Of the languages of this kingdom, we are told, that the most common are the Chinese (Taychen dialect) and the Siamese. This last is said to be simple and nervous as a spoken language, but turgid and epithetical in writing. The Pali is here, as in Cambodia and parts of India, the sacred tongue. The Laos is said to be a dialect of the Siamese; but the Cambodian, the court language, to differ much from it, and the Burmese to be quite another tongue.

In the January (1831) of his residence in this lonely situation, Mr. Abeel writes thus: "There is something in the beauty of the heavens at this season of the year, which makes up for the destitution of every earthly charm, and exceeds any thing I ever noticed in other climates.
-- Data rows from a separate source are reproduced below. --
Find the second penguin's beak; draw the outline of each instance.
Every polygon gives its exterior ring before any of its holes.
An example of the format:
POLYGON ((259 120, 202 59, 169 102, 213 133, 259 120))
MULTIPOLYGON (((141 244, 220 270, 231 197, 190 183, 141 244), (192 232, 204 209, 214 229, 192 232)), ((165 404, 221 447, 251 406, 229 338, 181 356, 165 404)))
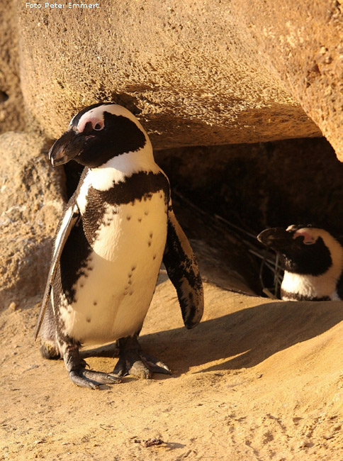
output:
POLYGON ((49 150, 49 160, 53 167, 67 163, 82 152, 84 136, 69 130, 57 139, 49 150))
POLYGON ((283 252, 293 243, 293 235, 283 228, 266 229, 257 235, 257 240, 267 247, 283 252))

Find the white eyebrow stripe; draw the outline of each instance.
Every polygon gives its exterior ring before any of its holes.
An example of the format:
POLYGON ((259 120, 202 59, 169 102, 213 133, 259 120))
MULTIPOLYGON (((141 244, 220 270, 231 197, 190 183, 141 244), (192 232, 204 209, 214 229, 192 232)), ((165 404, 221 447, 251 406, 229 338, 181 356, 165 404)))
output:
MULTIPOLYGON (((82 133, 82 131, 84 130, 86 124, 88 122, 101 122, 101 123, 103 123, 103 108, 96 107, 89 111, 88 112, 86 112, 86 113, 84 113, 84 115, 79 119, 79 123, 77 123, 77 126, 76 127, 77 131, 79 133, 82 133)), ((95 124, 95 123, 92 123, 93 126, 94 126, 95 124)))

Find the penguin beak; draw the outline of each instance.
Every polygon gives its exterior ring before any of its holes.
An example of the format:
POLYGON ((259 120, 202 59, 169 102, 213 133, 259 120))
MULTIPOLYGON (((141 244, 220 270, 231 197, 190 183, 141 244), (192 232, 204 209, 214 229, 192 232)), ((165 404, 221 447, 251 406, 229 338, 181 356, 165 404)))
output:
POLYGON ((49 150, 49 160, 53 167, 67 163, 82 151, 84 136, 74 130, 64 133, 49 150))
POLYGON ((281 253, 287 251, 293 243, 293 233, 279 227, 263 230, 257 235, 257 240, 281 253))

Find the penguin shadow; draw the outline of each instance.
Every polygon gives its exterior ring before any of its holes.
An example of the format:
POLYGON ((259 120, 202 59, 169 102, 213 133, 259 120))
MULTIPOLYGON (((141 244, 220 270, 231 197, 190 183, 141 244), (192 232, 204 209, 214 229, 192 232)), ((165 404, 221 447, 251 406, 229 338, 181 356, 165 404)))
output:
POLYGON ((198 372, 254 367, 342 320, 340 301, 259 304, 203 321, 191 331, 180 328, 145 335, 140 342, 177 377, 194 367, 201 367, 198 372))

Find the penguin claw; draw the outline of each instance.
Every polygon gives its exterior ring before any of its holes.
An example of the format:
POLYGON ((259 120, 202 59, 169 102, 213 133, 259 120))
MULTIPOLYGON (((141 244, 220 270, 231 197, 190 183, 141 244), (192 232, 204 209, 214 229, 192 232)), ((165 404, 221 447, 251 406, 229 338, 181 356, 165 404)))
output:
POLYGON ((74 346, 67 348, 64 360, 70 379, 80 387, 99 389, 102 384, 113 384, 120 382, 119 377, 113 373, 86 370, 89 365, 81 358, 79 349, 74 346))
POLYGON ((143 379, 150 379, 153 373, 171 374, 169 368, 163 362, 144 352, 136 337, 118 340, 120 357, 113 370, 118 377, 132 374, 143 379))

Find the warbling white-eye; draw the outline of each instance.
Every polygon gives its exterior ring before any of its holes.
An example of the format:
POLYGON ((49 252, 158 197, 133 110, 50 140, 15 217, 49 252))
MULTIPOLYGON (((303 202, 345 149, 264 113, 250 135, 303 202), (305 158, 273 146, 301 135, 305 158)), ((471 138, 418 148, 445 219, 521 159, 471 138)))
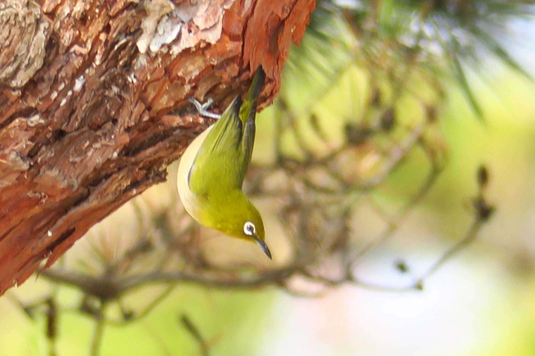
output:
MULTIPOLYGON (((186 210, 201 224, 257 243, 268 257, 264 223, 242 191, 255 141, 255 117, 265 73, 255 73, 245 99, 236 97, 217 121, 186 148, 177 184, 186 210)), ((196 106, 202 115, 204 106, 196 106)), ((216 115, 217 116, 217 115, 216 115)))

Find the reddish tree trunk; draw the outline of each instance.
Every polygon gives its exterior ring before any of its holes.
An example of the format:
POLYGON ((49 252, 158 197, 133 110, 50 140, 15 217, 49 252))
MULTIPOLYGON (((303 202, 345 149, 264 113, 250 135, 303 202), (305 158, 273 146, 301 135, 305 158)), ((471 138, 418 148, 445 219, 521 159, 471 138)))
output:
MULTIPOLYGON (((262 65, 280 86, 314 0, 0 2, 0 295, 166 178, 262 65)), ((261 133, 259 133, 261 135, 261 133)))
For many weeks there has scarcely fallen a drop of rain. The atmosphere, during the day, is so clear, that the eye wanders through the boundless field with a most animating range. Nothing can exceed the glories of the morning and evening twilight. The burnished heavens-the broad rays of the hidden sun, shooting up the wide arch of the firmament-often succeeded by transverse streaks of the most delicate and varying colours, and these yielding to a thousand softer and still softer tinges,-hold our eyes and hearts, at the close of each day, in glowing admiration, until the stars have one by one unveiled their glories, and all the celestial worlds beam forth through the azure with the brighest radiance."
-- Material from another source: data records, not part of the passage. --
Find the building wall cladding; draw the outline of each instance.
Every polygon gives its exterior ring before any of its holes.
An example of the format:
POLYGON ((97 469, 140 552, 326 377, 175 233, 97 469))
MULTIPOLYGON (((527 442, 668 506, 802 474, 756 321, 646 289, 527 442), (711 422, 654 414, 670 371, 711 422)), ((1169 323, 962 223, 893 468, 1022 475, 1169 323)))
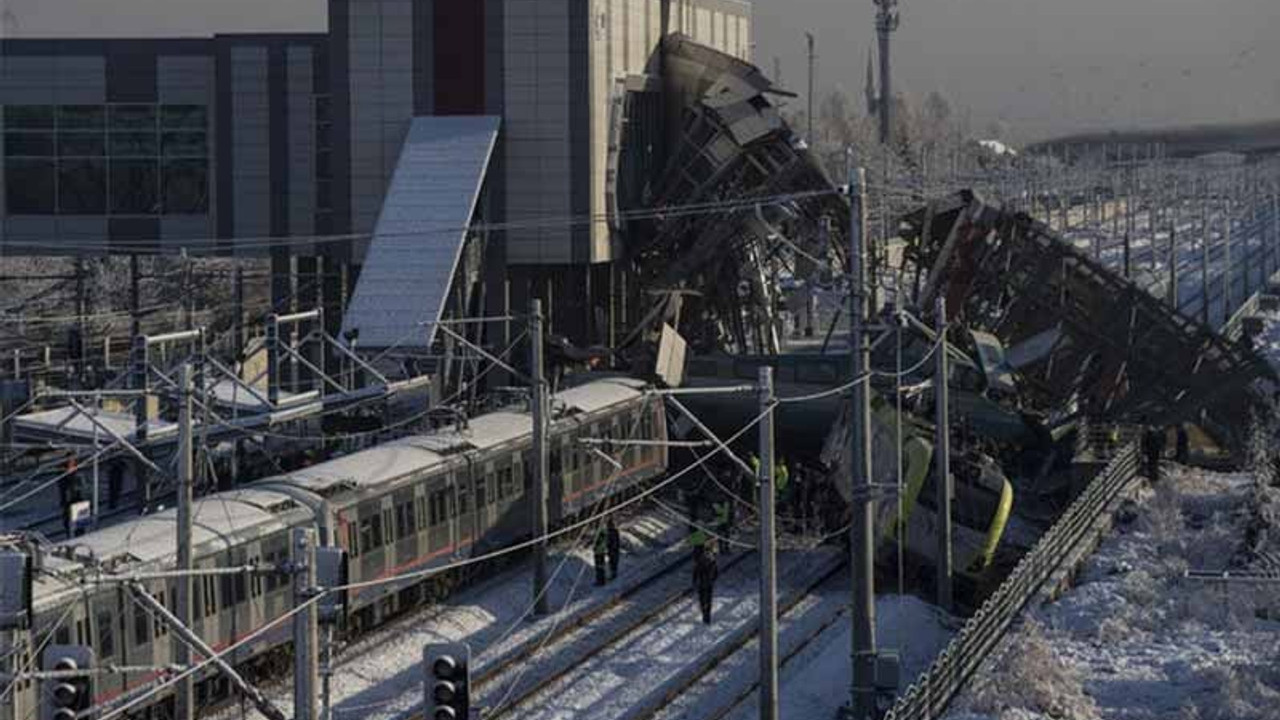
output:
MULTIPOLYGON (((488 113, 503 118, 488 215, 518 225, 495 237, 490 258, 549 268, 608 261, 617 81, 657 72, 663 32, 741 58, 750 49, 750 5, 739 0, 329 5, 329 35, 6 42, 0 105, 204 106, 207 177, 201 201, 183 211, 159 202, 164 187, 155 211, 31 213, 4 204, 0 251, 367 233, 410 119, 488 113)), ((8 155, 0 154, 0 199, 8 155)), ((163 176, 166 160, 156 161, 163 176)), ((349 251, 358 260, 365 247, 349 251)))
MULTIPOLYGON (((177 251, 269 234, 280 210, 269 200, 264 210, 273 186, 261 178, 280 160, 259 152, 261 131, 271 118, 289 122, 291 110, 261 86, 270 74, 264 55, 275 49, 283 63, 293 47, 316 63, 326 40, 8 41, 0 50, 0 252, 177 251), (29 150, 33 141, 44 149, 29 150), (32 152, 40 156, 24 156, 32 152), (29 177, 18 165, 52 178, 44 201, 6 191, 10 177, 29 177)), ((293 83, 306 85, 291 95, 326 92, 312 76, 297 73, 293 83)), ((294 201, 289 193, 283 206, 294 201)))

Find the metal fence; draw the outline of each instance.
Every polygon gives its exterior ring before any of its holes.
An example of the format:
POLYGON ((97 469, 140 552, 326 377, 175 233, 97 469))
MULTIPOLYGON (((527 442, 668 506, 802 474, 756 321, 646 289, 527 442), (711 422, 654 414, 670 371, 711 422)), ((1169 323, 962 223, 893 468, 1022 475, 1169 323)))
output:
POLYGON ((886 720, 928 720, 940 717, 946 711, 1027 602, 1082 546, 1098 516, 1134 480, 1137 466, 1138 448, 1129 443, 1023 556, 1009 578, 964 624, 929 669, 899 697, 886 720))

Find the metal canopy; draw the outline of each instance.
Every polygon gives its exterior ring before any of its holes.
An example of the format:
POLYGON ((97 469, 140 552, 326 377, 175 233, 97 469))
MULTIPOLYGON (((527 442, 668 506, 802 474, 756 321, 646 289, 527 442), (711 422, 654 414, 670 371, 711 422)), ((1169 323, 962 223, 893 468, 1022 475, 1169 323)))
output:
POLYGON ((342 329, 365 348, 425 348, 435 340, 467 237, 497 117, 413 118, 342 329), (422 327, 426 324, 426 327, 422 327))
This extract, highly descriptive in itself, is applicable also to the winter of the Philippine Islands, and probably of other tropical parts of the East. Nor, we may add, is an unclouded and radiant sky, by night and by day, the only enjoyment there at this season. You there breathe an elastic air, and you feel its mild, cool freshness through a thin dress at every pore. Unhappily the sun returns, after three or four months of this delightful temperature, with its penetrating, subduing effect on the frame. Its excessive power prepares you to welcome the season of the annual rains. The exhalations of a whole summer, from a whole ocean, are then condensed above your head. The clouds, heavily charged, are driven pouring across the sky; or settling down over the spot where you are, let fall their torrents of water, compared with which the rains of northern climates are but an elevated dew. In such climates there is no correctness in our common division of the year. Hence, in the native languages, instead of summer and winter, spring and autumn, we find names for but three seasons, called after their characteristics, the " "hot," the "wet," and the "cold."

The narrative part of the work we have under review, closes with the author's residence in Siam and Singapore. Compelled by ill health to seek a colder climate, he embarked for England, (for no American vessels are permitted to visit Singapore,) in May, 1833, and arrived there in October of the same year.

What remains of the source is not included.